The EU isn't really a country, it's a free trade agreement with an unusually democratic (by the standard of FTAs) process for updating its own rules.

3 comments

>The EU isn't really a country, it's a free trade agreement with an unusually democratic (by the standard of FTAs) process for updating its own rules.

The EU isn't just a free trade agreement and it has never been just a free trade agreement. It has always been a political endeavour.

Of course that doesn't make it a country or a nation state at all, but let's not go too far in the other direction when trying to describe it.

Every free trade agreement is a political endeavour. The entire concept of free trade is in part where the term "liberal" originates from (not that the term should be considered a guide to current policies of parties with that title, lots has changed since it was Liberals vs Whigs).
The EU isn't a country (yet), but it's a political union that increasingly walks and quacks like a country.

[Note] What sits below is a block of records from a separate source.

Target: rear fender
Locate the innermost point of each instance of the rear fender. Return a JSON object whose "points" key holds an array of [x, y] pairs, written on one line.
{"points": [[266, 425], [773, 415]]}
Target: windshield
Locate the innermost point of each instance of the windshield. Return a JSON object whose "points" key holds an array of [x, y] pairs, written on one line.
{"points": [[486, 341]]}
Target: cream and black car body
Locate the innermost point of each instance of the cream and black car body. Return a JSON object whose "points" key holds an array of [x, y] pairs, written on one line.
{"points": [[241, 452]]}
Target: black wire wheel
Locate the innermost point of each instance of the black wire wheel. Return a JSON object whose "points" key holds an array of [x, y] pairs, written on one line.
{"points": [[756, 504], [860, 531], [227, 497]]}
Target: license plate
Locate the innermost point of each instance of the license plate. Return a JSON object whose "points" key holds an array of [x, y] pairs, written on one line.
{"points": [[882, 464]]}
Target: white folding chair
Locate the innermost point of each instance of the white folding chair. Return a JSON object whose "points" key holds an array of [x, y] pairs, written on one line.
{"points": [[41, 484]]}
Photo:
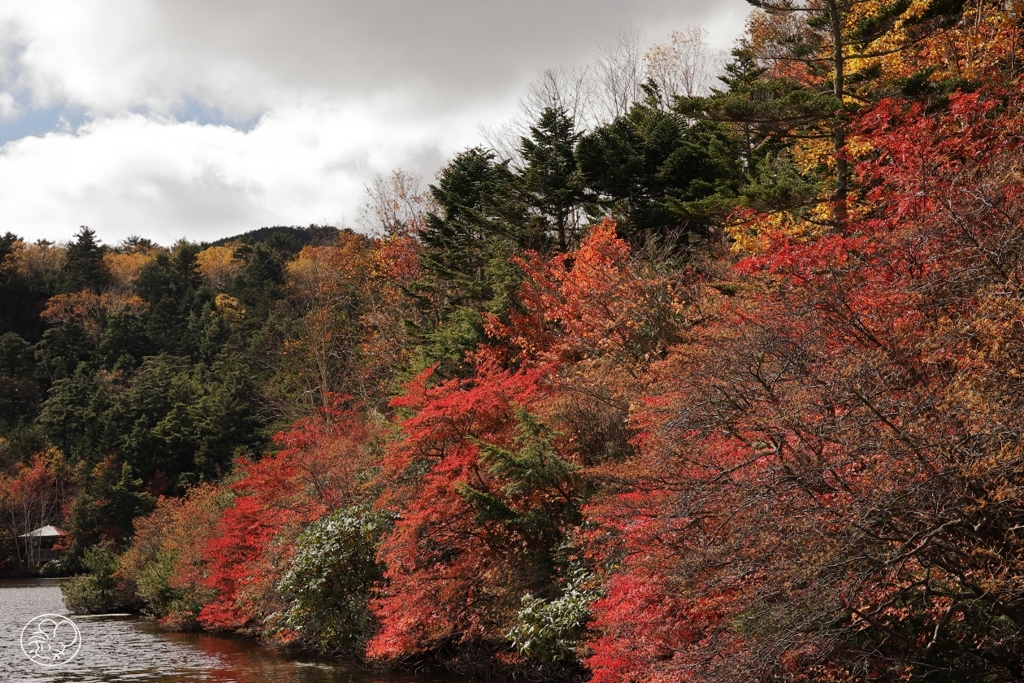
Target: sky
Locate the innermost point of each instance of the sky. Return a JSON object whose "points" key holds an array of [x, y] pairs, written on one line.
{"points": [[202, 119]]}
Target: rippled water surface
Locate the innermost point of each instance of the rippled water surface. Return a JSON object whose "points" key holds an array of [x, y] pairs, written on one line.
{"points": [[127, 648]]}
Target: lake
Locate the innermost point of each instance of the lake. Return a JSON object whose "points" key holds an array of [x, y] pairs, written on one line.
{"points": [[123, 647]]}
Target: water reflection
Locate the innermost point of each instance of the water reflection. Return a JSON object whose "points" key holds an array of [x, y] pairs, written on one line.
{"points": [[127, 648]]}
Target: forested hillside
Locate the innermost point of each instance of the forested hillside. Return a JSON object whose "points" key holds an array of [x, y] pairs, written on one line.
{"points": [[706, 385]]}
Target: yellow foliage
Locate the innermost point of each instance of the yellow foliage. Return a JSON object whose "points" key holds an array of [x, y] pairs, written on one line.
{"points": [[83, 307], [125, 268], [218, 265]]}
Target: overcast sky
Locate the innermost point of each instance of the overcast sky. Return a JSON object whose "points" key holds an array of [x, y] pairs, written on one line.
{"points": [[203, 119]]}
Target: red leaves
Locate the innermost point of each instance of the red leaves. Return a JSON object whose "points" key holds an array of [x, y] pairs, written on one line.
{"points": [[442, 571], [590, 303], [274, 499]]}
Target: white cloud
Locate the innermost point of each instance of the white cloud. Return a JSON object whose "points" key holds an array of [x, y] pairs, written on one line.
{"points": [[341, 89], [135, 174], [8, 108]]}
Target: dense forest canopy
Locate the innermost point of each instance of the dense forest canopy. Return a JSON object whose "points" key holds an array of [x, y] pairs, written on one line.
{"points": [[667, 382]]}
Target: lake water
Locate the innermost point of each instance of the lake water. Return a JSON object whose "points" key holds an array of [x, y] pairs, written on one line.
{"points": [[128, 648]]}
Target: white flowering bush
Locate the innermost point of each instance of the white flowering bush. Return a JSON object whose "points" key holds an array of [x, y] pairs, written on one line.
{"points": [[330, 581], [551, 630]]}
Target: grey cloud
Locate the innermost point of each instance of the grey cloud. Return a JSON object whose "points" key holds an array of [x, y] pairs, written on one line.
{"points": [[452, 50]]}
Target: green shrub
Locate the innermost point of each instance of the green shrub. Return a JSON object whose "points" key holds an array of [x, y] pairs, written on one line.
{"points": [[97, 591], [551, 630], [330, 581]]}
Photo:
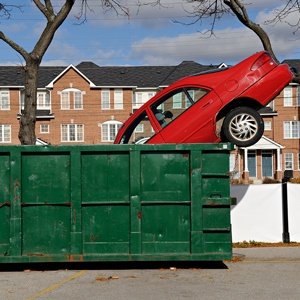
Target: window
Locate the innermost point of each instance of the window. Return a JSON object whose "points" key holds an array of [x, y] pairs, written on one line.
{"points": [[44, 128], [4, 100], [291, 129], [139, 128], [105, 95], [110, 130], [271, 105], [72, 132], [175, 103], [43, 100], [78, 100], [67, 95], [141, 98], [5, 133], [268, 125], [118, 99], [287, 96], [65, 100], [288, 161]]}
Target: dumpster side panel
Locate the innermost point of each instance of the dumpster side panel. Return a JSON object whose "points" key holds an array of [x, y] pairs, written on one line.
{"points": [[4, 203], [114, 203], [105, 202], [216, 202], [46, 202]]}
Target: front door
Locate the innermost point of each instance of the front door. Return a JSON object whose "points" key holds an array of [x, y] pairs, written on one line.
{"points": [[267, 164], [252, 163]]}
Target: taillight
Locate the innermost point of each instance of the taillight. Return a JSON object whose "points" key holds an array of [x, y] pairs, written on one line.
{"points": [[264, 58]]}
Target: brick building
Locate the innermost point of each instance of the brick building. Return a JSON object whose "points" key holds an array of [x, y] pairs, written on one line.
{"points": [[86, 104], [279, 148]]}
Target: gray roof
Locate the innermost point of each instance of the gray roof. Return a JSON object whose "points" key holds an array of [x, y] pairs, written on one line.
{"points": [[294, 64], [140, 76]]}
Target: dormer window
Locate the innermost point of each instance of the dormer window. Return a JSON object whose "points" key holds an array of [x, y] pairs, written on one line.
{"points": [[71, 99]]}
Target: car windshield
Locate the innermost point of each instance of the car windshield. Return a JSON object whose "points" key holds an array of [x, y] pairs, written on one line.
{"points": [[165, 110], [174, 104], [139, 131]]}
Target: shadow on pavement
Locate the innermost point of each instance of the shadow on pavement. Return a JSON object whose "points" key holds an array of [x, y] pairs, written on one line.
{"points": [[17, 267]]}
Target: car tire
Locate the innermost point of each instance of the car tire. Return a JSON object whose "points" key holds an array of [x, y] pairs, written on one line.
{"points": [[243, 126]]}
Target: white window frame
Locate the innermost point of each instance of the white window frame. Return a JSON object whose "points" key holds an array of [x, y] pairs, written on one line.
{"points": [[118, 99], [141, 98], [68, 136], [64, 100], [109, 130], [268, 125], [177, 101], [288, 96], [44, 128], [139, 128], [105, 99], [291, 129], [78, 100], [4, 100], [289, 161], [271, 105], [5, 133], [43, 100]]}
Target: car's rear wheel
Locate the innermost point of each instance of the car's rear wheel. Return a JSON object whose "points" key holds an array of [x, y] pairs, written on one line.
{"points": [[243, 126]]}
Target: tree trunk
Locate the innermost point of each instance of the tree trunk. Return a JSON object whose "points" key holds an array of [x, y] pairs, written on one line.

https://www.youtube.com/watch?v=_lj127TKu4Q

Indeed it is not a country. But democratic process is a very wrong word here, even with the adjective "representative". The EU process for updating its own rules is a bureaucracy directed by prime ministers, and those influenced/controlled by powerful groups. E.g. Scholz and Macron pushing for federalization and weakening the power of states - this is great for EU apparatus and those wanting to make it stronger, but state citizens do not want this.
Can you name any trade agreement with a more democratic process?
I wouldn't connect those concepts at all. Democratic process is expected in a state that proclaims to be a democracy. Not in a trade agreement of multiple states. Also, EU is not just a trade agreement.